Save Your Budget–Quantify

Imagine spending a couple of million dollars and not even feeling sure you‘re getting a bang for your buck. That‘s the frustration most advertisers reported in a survey sponsored by a research company selling a tool designed to help companies learn if they are spending their marketing budgets in the most effective manner.

Marketing Management Analytics (MMA), a Wilton, CT-based consultancy, reported that 87% of the 135 respondents felt little confidence that they could measure in a precise fashion what their return was from their marketing investment.

In fact, only 40% of respondents said that, if faced with a 10% budget cut, they would be able to predict how that would affect sales. And for the remaining 60% of respondents, says Doug Brooks, MMA’s director of marketing and product development, that could provide their company’s moneymen with the fuel they need to cut budgets. If chief marketing officers can’t quantify the top-line results of a 10% budget cut, says Brooks, their chief financial officers “will take 20%.”

MMA is in the process of rolling out Avista, a program that it says will not only help marketers measure the effective return on investment of their ad budget but will also help manage their spending plans as circumstances change throughout the year.

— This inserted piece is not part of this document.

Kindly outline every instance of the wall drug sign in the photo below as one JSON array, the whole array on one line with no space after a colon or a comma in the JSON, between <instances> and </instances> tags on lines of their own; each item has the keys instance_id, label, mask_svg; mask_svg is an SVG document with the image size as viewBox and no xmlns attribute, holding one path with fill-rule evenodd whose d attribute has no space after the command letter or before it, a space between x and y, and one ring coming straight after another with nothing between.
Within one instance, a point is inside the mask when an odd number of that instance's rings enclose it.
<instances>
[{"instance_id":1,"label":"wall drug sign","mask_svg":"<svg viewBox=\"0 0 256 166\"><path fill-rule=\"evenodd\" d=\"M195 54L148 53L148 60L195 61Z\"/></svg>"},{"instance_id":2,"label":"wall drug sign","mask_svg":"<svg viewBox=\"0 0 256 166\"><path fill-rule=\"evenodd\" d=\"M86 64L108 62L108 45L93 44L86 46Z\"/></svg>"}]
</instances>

To counter skepticism about the timing and conclusion of the survey, MMA commissioned Forrester Research to perform the study along with the Association of National Advertisers. “They ran the study,” says Doug Brooks, MMA’s director of marketing and product development. “Forrester took the data and did all the data manipulation. We sponsored the survey.” MMA is not the only company selling this sort of analytical tool. Chicago’s Information Resources Inc. (IRI) and the Hudson River Group of Valhalla, NY, are among companies that chart and recommend adjustments in a company’s media mix.

MMA, however, says that its study demonstrates vividly how acute companies’ needs are and how much top-level executives are calling on marketers to account for their spending. “They’re not only getting pressure internally, but externally as well, as the mix of marketing options continue to grow,” Brooks says. “You have marketers not only having to quantify what they get for TV spending but being forced to quantify how [their return] for online or product placement. Most can’t do that.”

Brooks says that Avista “takes mixed marketing models and integrates them with real-time data updates and puts a tool, a ‘what if’ tool – ‘what if the budget is 10% greater; what would the sales impact be?’—to create scenarios.”

Following its limited release earlier this year, MMA will officially roll out Avista in July, Brooks says.